SOS International LLC (SOSi) is seeking an Associate Incident Handling Analyst in Ft. Huachuca, AZ. The Associate Incident Handling Analyst reports to the CDO Team Lead and performs security event monitoring and correlation within a tiered Security Operations Center.

• Perform event triage & escalation, sensor monitoring, cyber incident investigation, cyber event analysis & correlation, log analysis, and malware analysis.
• Detect, document, and report potential or confirmed incidents and security issues.
• Perform 24/7 analysis of events utilizing ArcSight Security Information Event Management (SIEM) systems, Big Data Analytics (Gabriel Nimbus), and other supporting platforms or applications.
• Conduct incident handling actions in accordance with CJCSM 6510.01b, established operational procedures, and providing recommendations in the best interest of protecting the DoDIN.
• Coordinate and perform incident response investigations providing leadership with details to make critical security decisions.
• Conduct quality control of incidents and investigations to maintain compliance with applicable policies.
• Develop recommendations to enhance detection capabilities and implement mitigation measures in response to general or specific threats (attempted exploits, attacks, malware delivery, etc.).
• Assist in designing and integrating custom rules and reports within data collection platforms.
• Provide technical expertise regarding the defense of information systems and networks.
• Correlate event data to create situational awareness and trend analysis reports.
• Conduct root cause analysis to identify, diagnose, and resolve cyber security problems.
• Maintain current knowledge of relevant technologies as assigned.
• Participate in special projects as required.
• Potential to lead/manage high level administrative/technical taskings without assistance.
• Collaborate with external agencies, LE/CI, GTMs, Branch Chiefs, Division Chiefs and RCC-C Leadership.

• Active in scope Top Secret (TS) with eligibility for Sensitive Compartmented Information (SCI) clearance or the abililty to obtain an Interim Top Secret with SCI eligibility

• HS +2 years of experience, or AA/AS, or BA/BS in Cyber Security
• An IAT II certification (CCNA-Security, CND, CySA+, GICSP, GSEC, Security+ CE, or SSCP) is required
• CSSP-IR Certification

• ITIL Foundation Certification
• Familiarity with the following computer network defense technologies:
  • Security Information and Event Management (SIEM) systems
  • Network and Host Intrusion Detection Systems / Intrusion Prevention Systems (IDS/IPS)
  • Network and Host malware detection and prevention
  • Network traffic analysis tools
•  Basic understanding of how to analyze the following data sets:
  • Proxy logs
  • Firewall logs
  • PCAP data
  • Host based security event alerts
  • Windows system and event logs
• Basic problem solving
• The ability to multi-task
• Customer service
• Fluency in a foreign language is desirable, but not required.

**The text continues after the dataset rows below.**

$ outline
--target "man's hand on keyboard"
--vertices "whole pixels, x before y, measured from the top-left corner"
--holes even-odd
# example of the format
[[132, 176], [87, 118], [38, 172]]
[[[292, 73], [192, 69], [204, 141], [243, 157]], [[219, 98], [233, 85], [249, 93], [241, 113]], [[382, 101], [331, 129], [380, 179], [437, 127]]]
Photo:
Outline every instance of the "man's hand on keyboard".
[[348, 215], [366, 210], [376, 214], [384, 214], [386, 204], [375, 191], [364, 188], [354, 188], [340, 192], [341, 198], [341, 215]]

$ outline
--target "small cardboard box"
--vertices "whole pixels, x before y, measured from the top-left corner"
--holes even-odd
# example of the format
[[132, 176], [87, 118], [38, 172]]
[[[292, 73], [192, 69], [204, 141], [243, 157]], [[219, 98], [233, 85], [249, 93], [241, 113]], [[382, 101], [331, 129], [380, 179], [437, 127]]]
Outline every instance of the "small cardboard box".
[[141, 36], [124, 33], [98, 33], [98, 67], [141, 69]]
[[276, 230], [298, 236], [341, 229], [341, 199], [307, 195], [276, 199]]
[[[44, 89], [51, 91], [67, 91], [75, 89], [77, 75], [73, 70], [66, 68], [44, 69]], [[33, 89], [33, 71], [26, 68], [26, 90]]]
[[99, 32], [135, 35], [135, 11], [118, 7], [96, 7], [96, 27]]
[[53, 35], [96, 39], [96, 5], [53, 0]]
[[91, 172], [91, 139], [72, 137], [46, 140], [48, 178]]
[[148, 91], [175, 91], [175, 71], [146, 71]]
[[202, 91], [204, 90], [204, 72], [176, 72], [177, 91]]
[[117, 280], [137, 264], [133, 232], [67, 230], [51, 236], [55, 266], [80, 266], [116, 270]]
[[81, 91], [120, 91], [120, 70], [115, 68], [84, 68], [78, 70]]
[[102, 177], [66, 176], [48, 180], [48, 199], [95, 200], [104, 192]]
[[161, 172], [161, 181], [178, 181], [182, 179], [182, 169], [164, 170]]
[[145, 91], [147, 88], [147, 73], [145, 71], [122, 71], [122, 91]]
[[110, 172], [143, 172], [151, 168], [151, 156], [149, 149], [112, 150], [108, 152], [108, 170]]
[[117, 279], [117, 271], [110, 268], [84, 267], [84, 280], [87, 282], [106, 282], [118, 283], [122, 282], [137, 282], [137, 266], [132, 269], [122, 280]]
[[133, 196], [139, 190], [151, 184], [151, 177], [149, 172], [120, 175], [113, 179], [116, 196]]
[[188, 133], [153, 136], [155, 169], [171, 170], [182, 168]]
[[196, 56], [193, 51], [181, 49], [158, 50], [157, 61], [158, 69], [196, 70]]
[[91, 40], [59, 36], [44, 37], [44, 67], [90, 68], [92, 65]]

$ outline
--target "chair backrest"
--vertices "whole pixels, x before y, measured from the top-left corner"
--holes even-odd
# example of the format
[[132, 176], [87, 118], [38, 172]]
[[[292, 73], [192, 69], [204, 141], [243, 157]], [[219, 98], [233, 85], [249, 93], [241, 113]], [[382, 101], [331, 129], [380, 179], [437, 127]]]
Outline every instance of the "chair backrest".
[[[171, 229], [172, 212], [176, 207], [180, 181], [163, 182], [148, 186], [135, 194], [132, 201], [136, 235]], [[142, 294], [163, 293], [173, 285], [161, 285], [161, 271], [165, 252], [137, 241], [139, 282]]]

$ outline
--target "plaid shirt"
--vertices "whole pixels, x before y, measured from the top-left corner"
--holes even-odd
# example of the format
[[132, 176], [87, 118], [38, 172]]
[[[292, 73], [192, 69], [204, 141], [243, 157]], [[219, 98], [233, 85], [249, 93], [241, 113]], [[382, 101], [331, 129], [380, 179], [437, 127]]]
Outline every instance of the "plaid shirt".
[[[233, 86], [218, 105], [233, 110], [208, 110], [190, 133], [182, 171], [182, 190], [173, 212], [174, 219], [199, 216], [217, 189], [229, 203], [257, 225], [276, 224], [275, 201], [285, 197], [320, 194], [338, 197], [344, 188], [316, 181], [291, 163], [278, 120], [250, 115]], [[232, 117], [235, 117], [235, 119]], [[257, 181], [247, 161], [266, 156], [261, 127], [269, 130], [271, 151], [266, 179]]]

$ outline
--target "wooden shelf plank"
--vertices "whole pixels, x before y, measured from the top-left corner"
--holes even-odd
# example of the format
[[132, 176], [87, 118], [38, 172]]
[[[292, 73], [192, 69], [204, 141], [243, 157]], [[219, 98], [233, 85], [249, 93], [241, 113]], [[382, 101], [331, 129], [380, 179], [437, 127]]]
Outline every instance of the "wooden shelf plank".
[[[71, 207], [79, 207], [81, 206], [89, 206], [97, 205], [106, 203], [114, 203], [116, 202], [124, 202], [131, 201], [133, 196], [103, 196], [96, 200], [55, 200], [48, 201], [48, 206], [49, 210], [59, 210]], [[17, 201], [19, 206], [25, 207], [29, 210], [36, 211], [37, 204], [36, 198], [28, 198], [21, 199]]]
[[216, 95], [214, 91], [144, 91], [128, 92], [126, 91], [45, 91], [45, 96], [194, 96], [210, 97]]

• Working conditions are normal for an office environment.
• Fast paced, deadline-oriented environment.
• May require periods of non-traditional working hours including consecutive nights or weekends (if applicable)

SOSi is an equal employment opportunity employer and affirmative action employer. All interested individuals will receive consideration and will not be discriminated against on the basis of race, color, religion, sex, national origin, disability, age, sexual orientation, gender identity, genetic information, or protected veteran status. SOSi takes affirmative action in support of its policy to advance diversity and inclusion of individuals who are minorities, women, protected veterans, and individuals with disabilities.